CRS Recommendation: The South Ossetia Conflict
A Stitch in Haste recommends the following report from the Congressional Research Service:
Context and Implications for U.S. Interests
Summary:
In the early 1990s, Georgia and its breakaway South Ossetia region had agreed to a Russian-mediated ceasefire that provided for Russian “peacekeepers” to be stationed in the region. Moscow extended citizenship and passports to most ethnic Ossetians. Simmering long-time tensions erupted on the evening of August 7, 2008, when South Ossetia and Georgia accused each other of launching intense artillery barrages against each other. Georgia claims that South Ossetian forces did not respond to a ceasefire appeal but intensified their shelling, “forcing” Georgia to send in troops. On August 8, Russia launched large-scale air attacks and dispatched troops to South Ossetia that engaged Georgian forces later in the day. By the morning of August 10, Russian troops had occupied the bulk of South Ossetia, reached its border with the rest of Georgia, and were shelling areas across the border. Russian troops occupied several Georgian cities. Russian warships landed troops in Georgia’s breakaway Abkhazia region and took up positions off Georgia’s Black Sea coast.

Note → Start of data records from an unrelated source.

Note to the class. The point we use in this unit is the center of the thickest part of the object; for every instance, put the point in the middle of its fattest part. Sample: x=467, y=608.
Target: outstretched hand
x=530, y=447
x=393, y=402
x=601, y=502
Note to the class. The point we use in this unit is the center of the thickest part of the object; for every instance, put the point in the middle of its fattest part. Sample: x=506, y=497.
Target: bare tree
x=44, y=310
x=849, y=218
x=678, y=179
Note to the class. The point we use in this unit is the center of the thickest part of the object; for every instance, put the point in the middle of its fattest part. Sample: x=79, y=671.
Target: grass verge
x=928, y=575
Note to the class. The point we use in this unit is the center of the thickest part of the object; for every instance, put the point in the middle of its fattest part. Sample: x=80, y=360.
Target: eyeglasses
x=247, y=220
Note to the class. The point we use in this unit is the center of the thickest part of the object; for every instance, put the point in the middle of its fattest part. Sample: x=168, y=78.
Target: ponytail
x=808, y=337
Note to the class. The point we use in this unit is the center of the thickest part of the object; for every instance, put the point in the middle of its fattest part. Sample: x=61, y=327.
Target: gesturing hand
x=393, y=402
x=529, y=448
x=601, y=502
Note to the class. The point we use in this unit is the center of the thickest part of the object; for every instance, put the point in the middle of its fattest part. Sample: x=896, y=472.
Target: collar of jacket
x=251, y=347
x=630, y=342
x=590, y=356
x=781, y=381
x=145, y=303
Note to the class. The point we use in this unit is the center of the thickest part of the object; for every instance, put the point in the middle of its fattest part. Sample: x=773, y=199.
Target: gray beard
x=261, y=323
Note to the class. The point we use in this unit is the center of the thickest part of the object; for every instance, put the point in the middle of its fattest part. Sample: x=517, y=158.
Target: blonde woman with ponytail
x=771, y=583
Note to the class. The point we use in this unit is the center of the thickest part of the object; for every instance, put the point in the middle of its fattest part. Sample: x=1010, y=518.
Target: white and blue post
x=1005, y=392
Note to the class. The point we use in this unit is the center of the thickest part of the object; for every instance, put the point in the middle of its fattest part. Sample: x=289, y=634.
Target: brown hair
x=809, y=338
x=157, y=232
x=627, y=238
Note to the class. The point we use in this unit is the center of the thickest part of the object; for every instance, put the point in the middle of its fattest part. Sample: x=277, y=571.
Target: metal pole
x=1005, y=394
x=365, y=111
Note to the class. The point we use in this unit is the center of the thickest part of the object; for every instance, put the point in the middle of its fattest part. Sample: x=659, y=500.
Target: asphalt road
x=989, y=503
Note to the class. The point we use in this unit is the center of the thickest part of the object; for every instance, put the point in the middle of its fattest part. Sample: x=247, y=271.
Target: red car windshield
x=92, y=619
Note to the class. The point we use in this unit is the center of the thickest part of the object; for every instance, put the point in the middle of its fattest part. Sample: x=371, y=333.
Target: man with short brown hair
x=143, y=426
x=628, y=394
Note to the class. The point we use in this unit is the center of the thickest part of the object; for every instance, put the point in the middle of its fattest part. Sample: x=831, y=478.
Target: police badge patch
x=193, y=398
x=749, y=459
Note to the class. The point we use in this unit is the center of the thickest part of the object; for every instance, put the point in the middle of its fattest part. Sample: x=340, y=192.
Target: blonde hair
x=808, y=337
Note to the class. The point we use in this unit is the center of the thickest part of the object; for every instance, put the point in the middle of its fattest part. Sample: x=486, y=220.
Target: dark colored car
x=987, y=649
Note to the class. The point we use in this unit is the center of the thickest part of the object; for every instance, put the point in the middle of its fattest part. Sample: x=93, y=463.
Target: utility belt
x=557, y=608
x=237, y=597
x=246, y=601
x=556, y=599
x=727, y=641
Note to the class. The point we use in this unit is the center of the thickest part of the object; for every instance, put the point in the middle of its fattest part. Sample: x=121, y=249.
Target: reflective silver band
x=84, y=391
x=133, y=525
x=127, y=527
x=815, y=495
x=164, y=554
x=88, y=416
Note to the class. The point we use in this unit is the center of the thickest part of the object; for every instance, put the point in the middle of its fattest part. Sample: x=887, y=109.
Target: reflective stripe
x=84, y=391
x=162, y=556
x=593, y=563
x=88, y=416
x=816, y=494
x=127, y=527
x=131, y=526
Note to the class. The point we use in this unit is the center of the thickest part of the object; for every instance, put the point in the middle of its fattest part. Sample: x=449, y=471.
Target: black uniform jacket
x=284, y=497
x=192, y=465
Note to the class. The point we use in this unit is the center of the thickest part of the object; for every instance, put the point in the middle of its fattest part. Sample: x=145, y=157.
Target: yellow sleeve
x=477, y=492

As I noted in my one and only post on the conflict, until we as a global community devise a peaceful, rights-respecting way to move beyond the nation-state model of geopolitics, situations like this will continue to erupt.
To say — correctly — that Georgia is a democracy and Russia is a thugocracy is the beginning, but not the end, of the discussion. To say — correctly — that even in a democracy there should be at least some mechanism for increasing local self-determination and autonomy, up to and possibly including secession, is the beginning, but not the end, of the discussion.
It cannot be only about borders — and how to properly define them. It has to be about rights — and how to properly define them.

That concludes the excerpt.